Good Strategy/Bad Strategy: The difference and why it matters
Also a short but very packed book on preparing good strategies.
Making Things Happen: Mastering Project Management (Theory in Practice)
A comprehensive guide on all tools to deliver results (making it happen) in case you work on something longer than a task (a several-month project) and not alone (within a team and organization).
📼 Silicon Valley Spectacle
Chaos Monkeys - Obscene Fortune and Random Failure in Silicon Valley
If you have seen a Silicon Valley HBO show, this is the same vibe in the form of a book with (allegedly) a real story inside.
Bad Blood: Secrets and Lies in a Silicon Valley Startup
Story of the fall of Theranos and Elizabeth Holmes.
Super Pumped: The Battle for Uber
Uber’s and Travis Kalanick’s story that you first enjoy and then start questioning more and more.
That Will Never Work: The Birth of Netflix and the Amazing Life of an Idea
With a much more positive attitude than the previous three, the story of Netflix as its co-founder Marc Randolph remembers it. It is the most interesting for his thoughts about personal life and happiness, how founding the company had a goal for him to fund his personal goals, and how he left the business once the goals were achieved.
No Filter: The Inside Story of Instagram
Story of Instagram including clashes of cultures after Facebook bought it.

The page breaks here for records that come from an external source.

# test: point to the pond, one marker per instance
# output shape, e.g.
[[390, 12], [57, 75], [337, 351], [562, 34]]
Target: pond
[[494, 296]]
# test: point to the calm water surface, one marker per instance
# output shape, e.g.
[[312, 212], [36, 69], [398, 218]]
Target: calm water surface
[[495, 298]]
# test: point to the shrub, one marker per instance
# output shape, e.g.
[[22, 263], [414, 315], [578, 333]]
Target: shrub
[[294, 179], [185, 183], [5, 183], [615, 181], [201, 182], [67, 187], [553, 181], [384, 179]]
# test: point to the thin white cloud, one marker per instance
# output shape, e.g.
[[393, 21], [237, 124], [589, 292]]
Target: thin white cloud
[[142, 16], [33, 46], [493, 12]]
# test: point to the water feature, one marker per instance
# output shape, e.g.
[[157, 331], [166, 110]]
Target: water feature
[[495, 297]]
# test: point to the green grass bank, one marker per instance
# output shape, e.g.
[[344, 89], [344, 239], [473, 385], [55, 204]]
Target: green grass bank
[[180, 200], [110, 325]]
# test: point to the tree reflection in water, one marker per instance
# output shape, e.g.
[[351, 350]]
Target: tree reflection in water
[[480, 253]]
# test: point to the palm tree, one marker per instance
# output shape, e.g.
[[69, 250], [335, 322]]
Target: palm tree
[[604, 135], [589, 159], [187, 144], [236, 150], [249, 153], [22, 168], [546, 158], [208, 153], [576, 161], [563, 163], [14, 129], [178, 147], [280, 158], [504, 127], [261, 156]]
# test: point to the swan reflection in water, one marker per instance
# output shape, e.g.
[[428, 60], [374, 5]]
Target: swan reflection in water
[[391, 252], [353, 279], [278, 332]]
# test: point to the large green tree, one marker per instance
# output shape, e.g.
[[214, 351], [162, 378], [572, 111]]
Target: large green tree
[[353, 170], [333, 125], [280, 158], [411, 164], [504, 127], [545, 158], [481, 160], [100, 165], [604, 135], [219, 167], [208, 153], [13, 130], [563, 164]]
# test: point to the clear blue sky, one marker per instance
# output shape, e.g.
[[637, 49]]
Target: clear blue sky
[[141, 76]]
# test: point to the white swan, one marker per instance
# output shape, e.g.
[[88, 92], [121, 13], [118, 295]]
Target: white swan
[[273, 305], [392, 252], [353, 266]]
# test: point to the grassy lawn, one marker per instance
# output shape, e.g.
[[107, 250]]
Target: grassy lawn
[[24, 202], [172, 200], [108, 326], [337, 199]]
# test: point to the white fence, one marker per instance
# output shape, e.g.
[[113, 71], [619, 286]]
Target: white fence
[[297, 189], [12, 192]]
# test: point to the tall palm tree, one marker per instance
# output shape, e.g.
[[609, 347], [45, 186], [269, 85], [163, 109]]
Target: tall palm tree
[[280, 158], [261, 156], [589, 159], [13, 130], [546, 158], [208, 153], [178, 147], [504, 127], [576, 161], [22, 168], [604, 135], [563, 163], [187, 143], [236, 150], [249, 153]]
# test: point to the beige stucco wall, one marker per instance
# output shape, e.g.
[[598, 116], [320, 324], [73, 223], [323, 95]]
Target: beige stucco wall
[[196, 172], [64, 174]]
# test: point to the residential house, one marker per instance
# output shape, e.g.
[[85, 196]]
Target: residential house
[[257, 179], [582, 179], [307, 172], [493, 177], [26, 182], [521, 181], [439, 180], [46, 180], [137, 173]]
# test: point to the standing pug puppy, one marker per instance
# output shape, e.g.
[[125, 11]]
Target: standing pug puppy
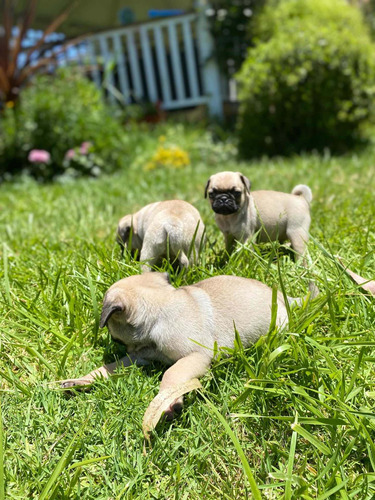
[[277, 216], [173, 228], [181, 327]]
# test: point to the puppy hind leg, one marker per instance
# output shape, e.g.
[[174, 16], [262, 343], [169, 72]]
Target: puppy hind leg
[[298, 239], [192, 366]]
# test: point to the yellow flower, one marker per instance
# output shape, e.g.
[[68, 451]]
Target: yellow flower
[[170, 157]]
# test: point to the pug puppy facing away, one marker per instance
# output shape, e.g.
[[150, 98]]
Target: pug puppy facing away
[[275, 216], [173, 228], [181, 327]]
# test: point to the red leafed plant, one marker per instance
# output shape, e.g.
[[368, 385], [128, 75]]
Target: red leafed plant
[[13, 73]]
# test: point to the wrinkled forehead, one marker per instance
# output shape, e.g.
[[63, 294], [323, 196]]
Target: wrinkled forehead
[[226, 180]]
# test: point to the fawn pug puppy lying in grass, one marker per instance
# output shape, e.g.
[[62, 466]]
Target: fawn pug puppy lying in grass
[[181, 327], [150, 230], [277, 216]]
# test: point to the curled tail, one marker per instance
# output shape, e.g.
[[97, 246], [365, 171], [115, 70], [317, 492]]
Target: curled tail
[[313, 293], [303, 190]]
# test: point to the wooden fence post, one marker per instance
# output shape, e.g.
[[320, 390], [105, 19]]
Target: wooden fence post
[[210, 70]]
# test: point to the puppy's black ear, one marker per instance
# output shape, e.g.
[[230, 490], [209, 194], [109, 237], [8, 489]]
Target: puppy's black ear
[[245, 182], [167, 277], [206, 189], [123, 234], [107, 311]]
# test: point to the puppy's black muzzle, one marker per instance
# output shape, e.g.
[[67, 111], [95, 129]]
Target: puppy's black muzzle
[[225, 204]]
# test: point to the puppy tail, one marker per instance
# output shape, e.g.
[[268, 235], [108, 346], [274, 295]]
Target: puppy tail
[[303, 190], [313, 293]]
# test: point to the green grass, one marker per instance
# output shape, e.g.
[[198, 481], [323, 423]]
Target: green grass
[[291, 417]]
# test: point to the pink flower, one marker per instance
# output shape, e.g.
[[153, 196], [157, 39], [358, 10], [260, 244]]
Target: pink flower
[[84, 148], [39, 156], [70, 154]]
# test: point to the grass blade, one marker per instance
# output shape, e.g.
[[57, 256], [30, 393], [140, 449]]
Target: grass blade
[[312, 439], [245, 464], [2, 477]]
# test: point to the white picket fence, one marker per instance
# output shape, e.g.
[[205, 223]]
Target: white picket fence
[[169, 60]]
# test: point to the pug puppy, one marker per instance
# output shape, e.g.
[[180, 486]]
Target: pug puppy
[[173, 228], [181, 327], [275, 216]]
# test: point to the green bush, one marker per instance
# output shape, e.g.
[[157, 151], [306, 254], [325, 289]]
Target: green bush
[[57, 114], [309, 82]]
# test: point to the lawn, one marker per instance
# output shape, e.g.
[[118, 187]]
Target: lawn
[[299, 403]]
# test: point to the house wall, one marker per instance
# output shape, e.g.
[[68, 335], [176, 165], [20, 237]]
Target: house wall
[[96, 15]]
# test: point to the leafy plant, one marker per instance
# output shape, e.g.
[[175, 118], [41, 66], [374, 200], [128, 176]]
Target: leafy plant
[[57, 114], [309, 83], [14, 72], [232, 24]]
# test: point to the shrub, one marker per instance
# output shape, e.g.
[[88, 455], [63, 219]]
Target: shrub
[[309, 82], [57, 114]]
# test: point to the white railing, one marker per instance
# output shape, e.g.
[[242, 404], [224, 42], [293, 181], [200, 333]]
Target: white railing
[[168, 60]]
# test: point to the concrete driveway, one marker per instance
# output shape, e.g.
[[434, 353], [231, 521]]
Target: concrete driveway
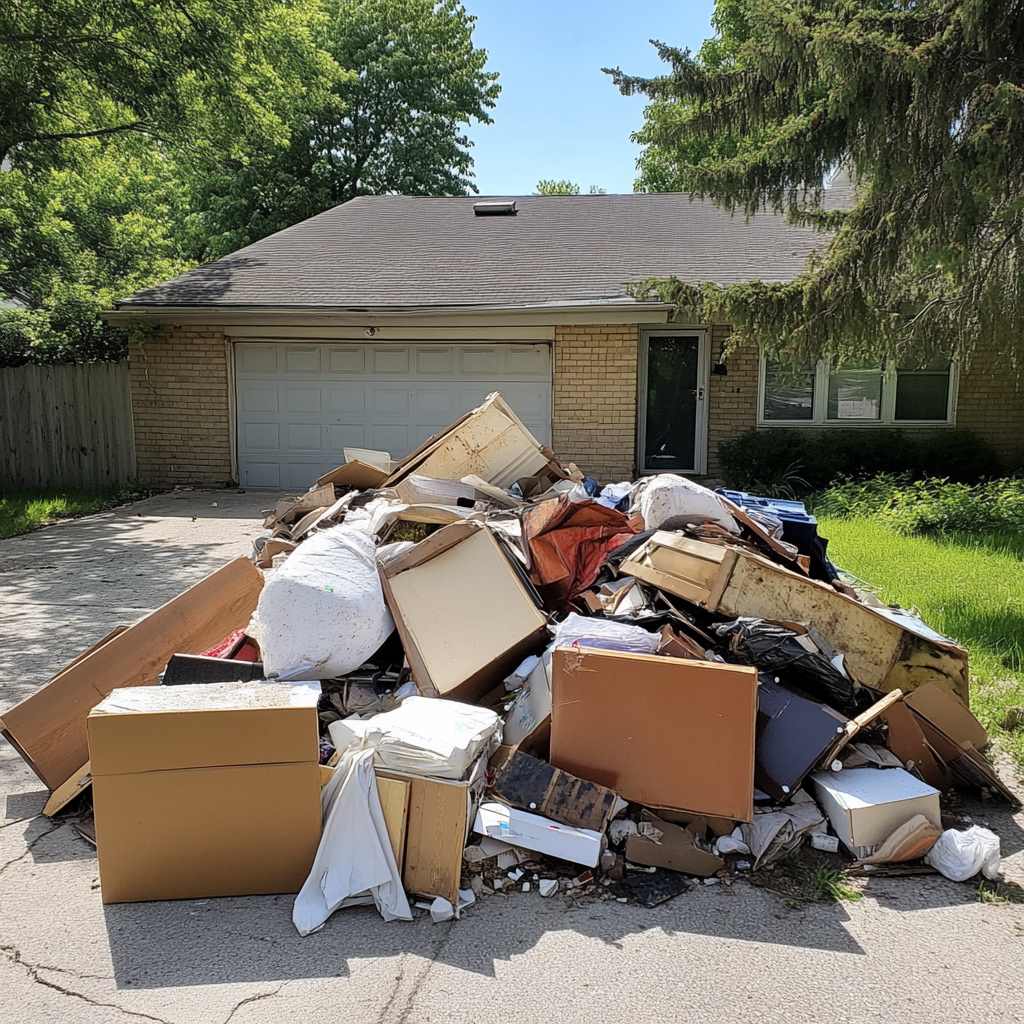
[[912, 949]]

It also contains very interesting thoughts on how this one company transformed the world around us.
The Everything Store: Jeff Bezos and the Age of Amazon
Jeff Bezos and Amazon’s story that’s the most interesting for the fact that the internet was still quite young, so the early Amazon team had to invent or experience a lot of things that we consider common knowledge best practices today.
Creativity, Inc.: Overcoming the Unseen Forces That Stand in the Way of True Inspiration
The story of Pixar with the focus on how to organize creative teams.
🎁 Non-technical bonus
How Not to Be Wrong: The Power of Mathematical Thinking
These two books will help you to be more mindful about your thinking process. Isn't it thinking what we do most of the time?
Turn the Ship Around!: A True Story of Turning Followers into Leaders
Story from US Navy officer that will inspire you to build autonomous teams that don't rely on the managers, tech leads, and directors.
If you have something to recommend for me and others to read in 2024, please add it to the comments! Happy Holidays!